What I Learned About Ministry From A Chinese Takeout
[This is the first post of a new series of articles we'll be doing called: "What I Learned About Ministry From..."]
Earlier this year I had an interesting lunch experience. I went to a Chinese takeout place here in Kansas City with a couple of my co-workers. They wanted to try the restaurant and I decided to tag along, even though I had brought my lunch from home...I enjoy checking out new places to eat!
When we arrived, the restaurant didn’t even look open. The door was actually locked and we had to ring a doorbell and wait for the workers to unlock the door and let us in. Very weird first impression, I must say. There were two workers: a mom and her grown up son. It was obvious they didn’t get along as they were bickering with each other the whole time we were there.
The mom (a Chinese lady probably in her late 50’s) smiled and asked if I was Chinese. I informed her that I was Korean. Her attitude towards me changed immediately, as she made some comments about Korean food.
After my co-workers ordered their food, she asked what I was going to have. I told her I was just tagging along to check out the restaurant, and that I have food from home back at the office. She proceeded to raise her voice at me and almost yell: “Okay, go eat your kimchi!” Long story short, it was very offensive and I never went back there again.
I think in many ways a lot of churches treat visitors and/or the unchurched this way.
Here’s What I Learned About Ministry from this experience:
Don’t assume things about your visitors based on their outer appearance.
Don’t dismiss someone as a potential believer or church member just because they don’t seem interested initially.
Do everything you can to make your visitors feel welcome.
Get to know your visitors and make it easy for them to get to know you.
Don’t focus on what you don’t agree on.
Even if you don’t agree with their lifestyle, welcome them with open arms just like Jesus would.

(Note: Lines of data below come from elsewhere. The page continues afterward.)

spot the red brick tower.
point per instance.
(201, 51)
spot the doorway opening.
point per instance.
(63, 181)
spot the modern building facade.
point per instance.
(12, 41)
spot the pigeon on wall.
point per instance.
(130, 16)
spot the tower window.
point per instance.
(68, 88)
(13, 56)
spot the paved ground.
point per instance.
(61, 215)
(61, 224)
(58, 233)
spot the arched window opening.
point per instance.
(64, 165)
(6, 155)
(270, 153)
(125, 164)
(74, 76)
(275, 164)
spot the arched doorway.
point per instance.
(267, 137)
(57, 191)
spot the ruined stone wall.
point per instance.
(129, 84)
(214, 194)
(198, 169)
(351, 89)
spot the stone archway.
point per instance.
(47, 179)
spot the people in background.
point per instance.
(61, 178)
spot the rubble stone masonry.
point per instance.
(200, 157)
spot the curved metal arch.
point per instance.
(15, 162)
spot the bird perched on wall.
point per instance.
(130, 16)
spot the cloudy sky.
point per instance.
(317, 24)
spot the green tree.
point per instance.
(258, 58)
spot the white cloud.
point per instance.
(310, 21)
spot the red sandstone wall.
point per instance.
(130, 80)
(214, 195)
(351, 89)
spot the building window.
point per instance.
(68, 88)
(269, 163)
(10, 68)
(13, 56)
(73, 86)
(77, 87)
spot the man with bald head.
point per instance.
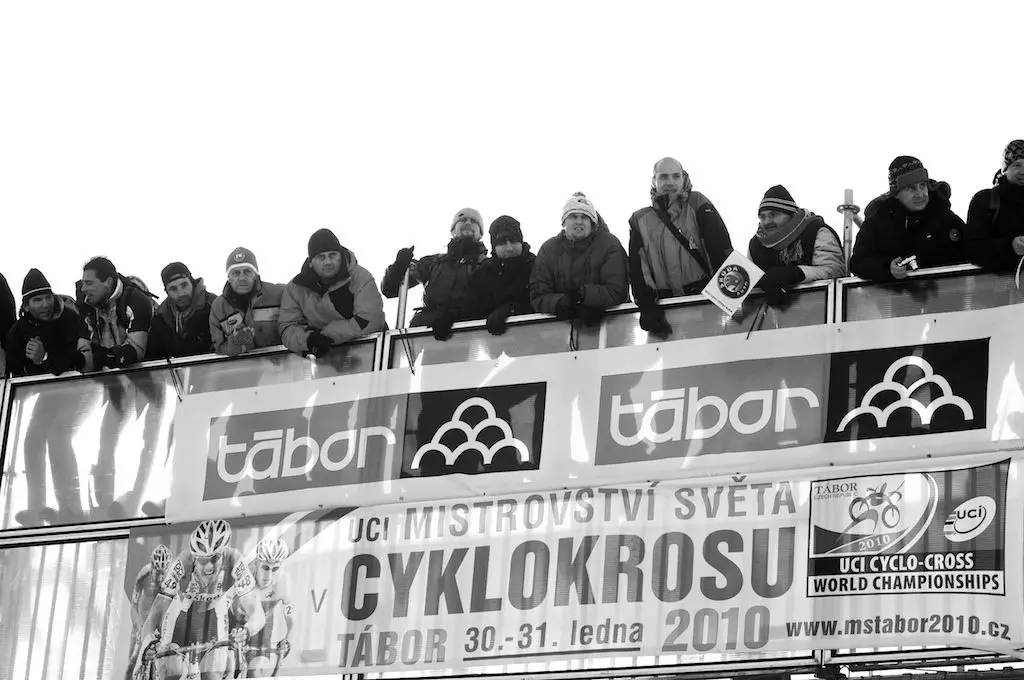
(676, 244)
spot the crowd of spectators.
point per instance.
(676, 244)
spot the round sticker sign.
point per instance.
(733, 281)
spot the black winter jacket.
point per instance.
(8, 308)
(498, 283)
(445, 278)
(990, 244)
(59, 337)
(935, 235)
(166, 341)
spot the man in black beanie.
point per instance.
(332, 300)
(501, 285)
(793, 246)
(45, 339)
(46, 336)
(181, 323)
(912, 227)
(445, 277)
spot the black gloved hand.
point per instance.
(403, 259)
(777, 280)
(498, 320)
(317, 344)
(591, 315)
(102, 356)
(652, 320)
(442, 327)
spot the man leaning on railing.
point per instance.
(445, 277)
(909, 227)
(995, 219)
(332, 300)
(793, 246)
(676, 244)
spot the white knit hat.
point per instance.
(582, 205)
(469, 212)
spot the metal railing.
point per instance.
(60, 577)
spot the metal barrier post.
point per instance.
(399, 322)
(850, 212)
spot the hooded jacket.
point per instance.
(259, 312)
(597, 263)
(503, 282)
(660, 266)
(445, 278)
(59, 337)
(122, 321)
(348, 308)
(185, 333)
(8, 308)
(989, 244)
(805, 241)
(935, 235)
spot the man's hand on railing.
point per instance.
(317, 344)
(591, 315)
(897, 268)
(498, 320)
(652, 320)
(102, 357)
(403, 259)
(1019, 246)
(777, 281)
(442, 327)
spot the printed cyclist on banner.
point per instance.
(144, 592)
(207, 588)
(268, 647)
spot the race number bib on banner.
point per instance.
(668, 574)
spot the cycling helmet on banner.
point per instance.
(161, 558)
(210, 538)
(271, 551)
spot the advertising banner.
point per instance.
(732, 283)
(859, 392)
(664, 574)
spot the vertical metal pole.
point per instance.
(848, 226)
(399, 323)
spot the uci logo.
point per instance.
(970, 519)
(733, 281)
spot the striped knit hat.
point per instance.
(777, 198)
(580, 204)
(35, 284)
(1014, 152)
(905, 171)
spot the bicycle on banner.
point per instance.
(208, 602)
(187, 663)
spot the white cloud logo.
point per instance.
(903, 392)
(472, 433)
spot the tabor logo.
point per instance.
(472, 434)
(909, 390)
(733, 281)
(325, 444)
(286, 455)
(970, 519)
(474, 431)
(706, 416)
(905, 395)
(753, 405)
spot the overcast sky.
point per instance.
(153, 132)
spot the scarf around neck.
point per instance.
(781, 237)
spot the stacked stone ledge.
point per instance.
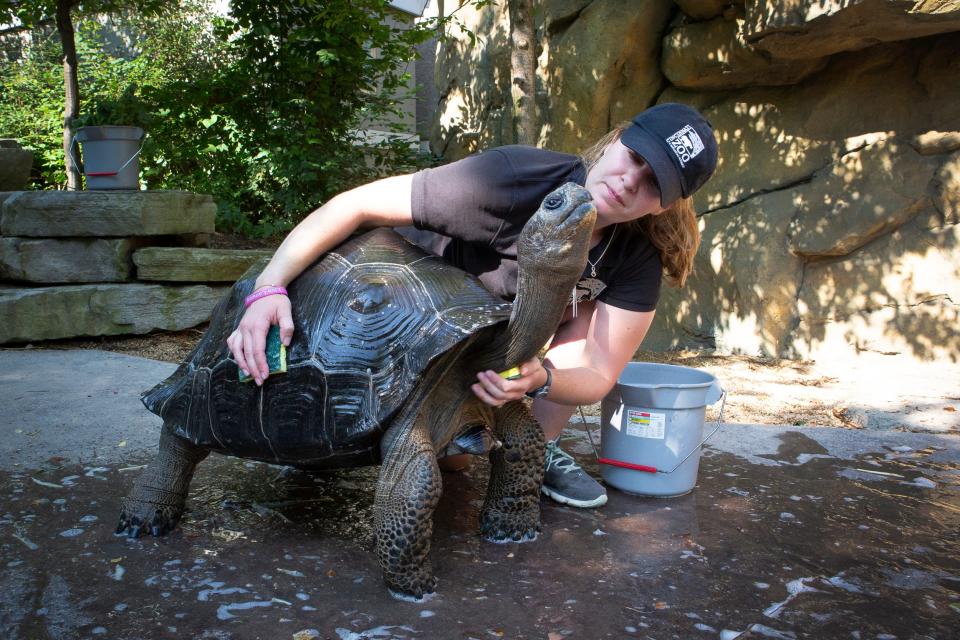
(95, 263)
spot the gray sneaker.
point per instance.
(567, 483)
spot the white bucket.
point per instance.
(110, 156)
(652, 428)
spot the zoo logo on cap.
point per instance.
(686, 143)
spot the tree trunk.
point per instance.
(523, 71)
(70, 86)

Yes, the gospel of Jesus Christ will offend some...that’s okay. But, may we not intentionally or unintentionally offend the unbelievers and/or visitors with things that are not even biblical. If you are the preacher/teacher, be very careful what you say. Think about how people from other cultures/backgrounds will hear what you say. If we are not careful, we can offend someone out of our churches because of a personal opinion that we preached from the stage that is not based on biblical truth.